Über das Sitzenbleiben

Aktualisiert: 18. März 2022



Gegen Ende des ersten Schulhalbjahres wurden wir von Annika und der Information, dass sie in drei Fächern „5“ stünde überrascht. Wir wurden wirklich überrascht, denn bisher hatte Annika immer ein gutes Zweier-Zeugnis gehabt, das maximal einen Ausreißer in Form einer „Unmotivations-4“ aufwies.

Doch aktuell war es so, dass Annika auf Physik, Chemie und Politik so gar keine Lust hatte. Physik und Chemie überraschte ein wenig, da sie sich für die 8. Klasse entschieden „Bio/ Chemie Differenzierung“ zu wählen, was ja – so aus meiner Sicht des Naturwissenschaftsdeppen – inhaltllich gefühlt sehr nah bei Physik und Chemie liegt.


Im Zuge des Homeschoolings vor Weihnachten zwangen wir Annika ihre Lehrer in Physik, Chemie und Politik anzumailen und sie um eine Zusatzaufgabe zu bitten, um ihre Note zu verbessern.

Annika war davon nicht begeistert.
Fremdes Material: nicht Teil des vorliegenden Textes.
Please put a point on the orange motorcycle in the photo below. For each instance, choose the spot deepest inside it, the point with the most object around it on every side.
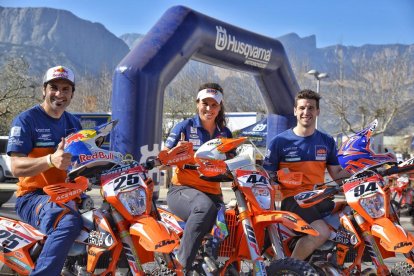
(122, 237)
(245, 240)
(364, 223)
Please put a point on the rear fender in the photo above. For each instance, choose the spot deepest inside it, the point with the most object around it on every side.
(392, 236)
(154, 235)
(288, 219)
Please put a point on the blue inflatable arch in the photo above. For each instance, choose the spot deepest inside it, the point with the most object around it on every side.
(182, 34)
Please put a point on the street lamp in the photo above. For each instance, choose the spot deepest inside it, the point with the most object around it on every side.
(318, 76)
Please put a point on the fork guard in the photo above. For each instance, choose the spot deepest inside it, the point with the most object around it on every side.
(392, 236)
(288, 219)
(153, 235)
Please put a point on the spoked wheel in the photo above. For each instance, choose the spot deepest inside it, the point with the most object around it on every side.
(290, 266)
(396, 207)
(287, 266)
(402, 269)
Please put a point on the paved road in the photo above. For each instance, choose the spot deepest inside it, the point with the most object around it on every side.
(8, 209)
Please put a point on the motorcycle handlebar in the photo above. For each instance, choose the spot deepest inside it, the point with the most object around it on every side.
(190, 167)
(150, 164)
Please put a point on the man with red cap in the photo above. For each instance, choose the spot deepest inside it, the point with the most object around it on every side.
(36, 144)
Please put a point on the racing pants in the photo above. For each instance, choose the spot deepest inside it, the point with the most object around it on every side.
(61, 224)
(199, 211)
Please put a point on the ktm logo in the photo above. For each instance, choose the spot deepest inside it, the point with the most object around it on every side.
(402, 244)
(164, 243)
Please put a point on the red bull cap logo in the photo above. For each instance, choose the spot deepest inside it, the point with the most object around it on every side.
(59, 72)
(97, 155)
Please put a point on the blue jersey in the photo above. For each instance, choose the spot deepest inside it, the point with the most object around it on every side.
(197, 135)
(309, 155)
(34, 133)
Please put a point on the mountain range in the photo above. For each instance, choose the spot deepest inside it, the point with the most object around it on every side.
(46, 37)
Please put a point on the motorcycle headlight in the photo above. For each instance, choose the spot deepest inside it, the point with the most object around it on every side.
(134, 201)
(373, 205)
(262, 195)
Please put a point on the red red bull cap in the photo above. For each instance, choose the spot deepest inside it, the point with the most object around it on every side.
(59, 72)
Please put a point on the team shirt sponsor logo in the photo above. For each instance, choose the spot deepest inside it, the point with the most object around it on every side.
(292, 154)
(196, 142)
(194, 136)
(15, 141)
(45, 144)
(16, 131)
(42, 130)
(320, 152)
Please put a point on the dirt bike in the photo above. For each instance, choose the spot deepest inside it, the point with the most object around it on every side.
(121, 236)
(365, 221)
(245, 239)
(402, 195)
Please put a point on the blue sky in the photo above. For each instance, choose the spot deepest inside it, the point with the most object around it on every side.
(348, 22)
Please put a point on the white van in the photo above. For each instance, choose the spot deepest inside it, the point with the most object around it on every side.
(5, 170)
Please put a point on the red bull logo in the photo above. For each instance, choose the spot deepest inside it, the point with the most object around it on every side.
(96, 155)
(60, 72)
(79, 136)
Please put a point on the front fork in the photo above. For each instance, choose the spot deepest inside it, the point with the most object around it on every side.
(372, 247)
(128, 245)
(258, 264)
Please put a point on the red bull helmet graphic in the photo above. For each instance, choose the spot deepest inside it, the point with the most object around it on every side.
(87, 157)
(356, 153)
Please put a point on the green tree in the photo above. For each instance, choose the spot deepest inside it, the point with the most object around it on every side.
(17, 91)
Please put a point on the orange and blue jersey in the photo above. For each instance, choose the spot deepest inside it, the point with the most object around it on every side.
(309, 155)
(34, 133)
(197, 135)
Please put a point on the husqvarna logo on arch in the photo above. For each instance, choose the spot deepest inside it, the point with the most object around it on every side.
(221, 38)
(255, 56)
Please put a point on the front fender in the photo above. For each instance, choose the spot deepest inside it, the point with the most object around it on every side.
(288, 219)
(153, 235)
(392, 236)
Ihr Plan war die Ferien zu chillaxen und dann danach „Gas zu geben.“ Wir machten ihr deutlich, dass es bis zu den Zeugniskonferenzen am 21.1. nun nicht mehr so lange wäre und da nicht mehr viel zu retten sei.


Nach einem großen Drama und diversen irrationalen Ausreden hatten wir sie endlich so weit, dass sie eine Email an den nettesten der drei Lehrer formulierte: den Chemielehrer – ein wohl echt cooler Typ. Nachdem die Email formuliert war, was sage und schreibe einen ganzen Vormittag gedauert hat, überzeugten wir Annika diese Email nun auch noch an die anderen beiden Lehrer zu schreiben. Sie befürchtete Schlimmes: insbesondere Herr C. – der böse Physiklehrer – würde sie dann noch blöder finden.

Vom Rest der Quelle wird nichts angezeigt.